Let `f(x)` be a function such that `f(x), f'(x) and f''(x)` are in G.P., then function f(x) is

To solve the problem, we need to determine the function \( f(x) \) such that \( f(x) \), \( f'(x) \), and \( f''(x) \) are in geometric progression (G.P.). ### Step-by-Step Solution: 1. **Understanding Geometric Progression (G.P.):** If \( f(x) \), \( f'(x) \), and \( f''(x) \) are in G.P., then the relationship can be expressed as: \[ (f'(x))^2 = f(x) \cdot f''(x) \] 2. **Assuming a General Form of \( f(x) \):** Let's assume \( f(x) = e^{mx} \), where \( m \) is a constant.
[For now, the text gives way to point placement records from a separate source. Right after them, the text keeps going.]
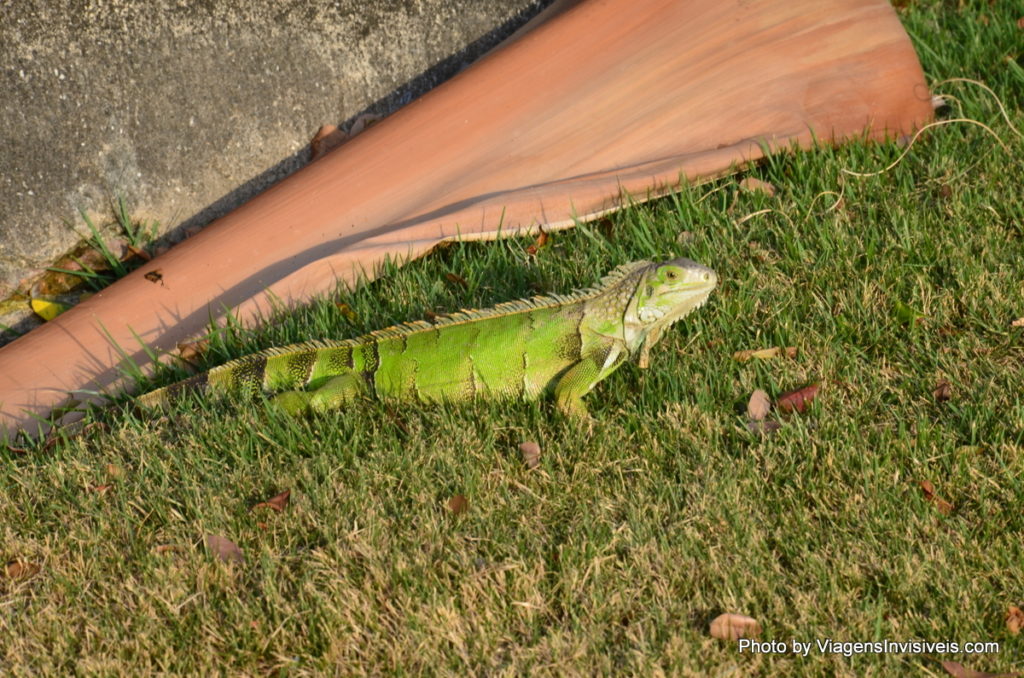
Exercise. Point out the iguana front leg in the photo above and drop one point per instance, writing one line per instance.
(580, 379)
(334, 393)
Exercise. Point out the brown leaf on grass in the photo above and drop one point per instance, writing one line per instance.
(685, 237)
(458, 504)
(542, 241)
(751, 184)
(530, 452)
(957, 670)
(189, 350)
(798, 400)
(276, 503)
(224, 549)
(734, 627)
(942, 505)
(346, 310)
(455, 279)
(20, 569)
(765, 353)
(1015, 620)
(758, 406)
(327, 138)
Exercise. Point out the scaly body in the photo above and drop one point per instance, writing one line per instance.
(557, 344)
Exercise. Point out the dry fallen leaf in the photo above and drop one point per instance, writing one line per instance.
(346, 310)
(276, 503)
(542, 241)
(765, 353)
(20, 569)
(734, 627)
(685, 237)
(957, 670)
(530, 452)
(758, 406)
(751, 184)
(942, 505)
(1015, 620)
(327, 138)
(457, 280)
(799, 399)
(224, 548)
(458, 504)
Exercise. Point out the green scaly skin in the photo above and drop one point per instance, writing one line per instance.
(559, 344)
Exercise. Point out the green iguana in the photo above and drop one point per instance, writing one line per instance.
(559, 344)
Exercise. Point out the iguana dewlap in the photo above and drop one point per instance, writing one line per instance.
(558, 344)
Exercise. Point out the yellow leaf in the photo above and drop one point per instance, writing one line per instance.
(47, 309)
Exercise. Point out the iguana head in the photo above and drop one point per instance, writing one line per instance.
(665, 293)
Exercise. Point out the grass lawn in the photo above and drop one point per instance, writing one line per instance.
(612, 555)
This is a common assumption because exponential functions often yield simple derivatives. 3. **Finding the Derivatives:** - The first derivative \( f'(x) \) is: \[ f'(x) = m e^{mx} \] - The second derivative \( f''(x) \) is: \[ f''(x) = m^2 e^{mx} \] 4. **Substituting into the G.P. Condition:** Now we substitute \( f(x) \), \( f'(x) \), and \( f''(x) \) into the G.P. condition: \[ (f'(x))^2 = f(x) \cdot f''(x) \] This gives: \[ (m e^{mx})^2 = e^{mx} \cdot (m^2 e^{mx}) \] Simplifying both sides: \[ m^2 e^{2mx} = m^2 e^{2mx} \] This is true for all \( x \). 5. **Conclusion:** Since our assumption \( f(x) = e^{mx} \) satisfies the condition that \( f(x) \), \( f'(x) \), and \( f''(x) \) are in G.P., we conclude that the function \( f(x) \) can be expressed as: \[ f(x) = e^{mx} \quad \text{for some constant } m. \] ### Final Answer: The function \( f(x) \) is of the form \( f(x) = e^{mx} \) where \( m \) is a constant.